Talk radio transcripts. A team of researchers at the MIT Media Lab has built a corpus of machine-generated transcriptions from 284,000 hours of talk radio. The transcripts capture approximately 2.8 billion words from 50 semi-randomly selected stations, and include metadata, such as the program name, the speaker’s (guessed) gender, and whether the speaker seemed to be in the studio or on the phone. [h/t Lynn Cherny]

Patent geography. Researchers at two Swiss universities have created a dataset of inventors’ and applicants’ locations listed in 18.8 million patents filed between 1980 and 2014. The locations, which span 46 countries, are specified both by their geographic coordinates as well as their administrative areas (e.g. city, state, country). [h/t Gaétan de Rassenfosse]

UK ministerial resignations. The UK Institute for Government has been updating a spreadsheet of ministers who’ve resigned since 1979, the post each one held, the reasons for resignation, and the prime minister in charge at the time.

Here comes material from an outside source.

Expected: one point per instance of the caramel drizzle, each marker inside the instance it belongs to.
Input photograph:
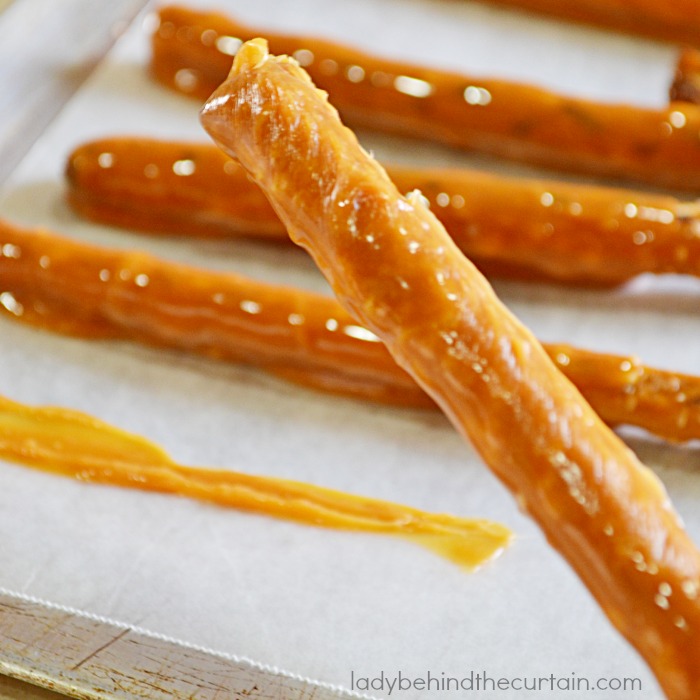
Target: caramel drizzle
(73, 444)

The spreadsheet, which so far contains 151 resignations through last week, includes a few methodological notes embedded as comments in the header row. [h/t Gavin Freeguard]

Soviet space dogs. Duncan Geere has compiled a database of the 48 dogs who participated in the USSR’s space program in the 1950s and 1960s. The information, which also includes details about the canines’ 42 flights, is based on Olesa Turkina’s book, Soviet Space Dogs.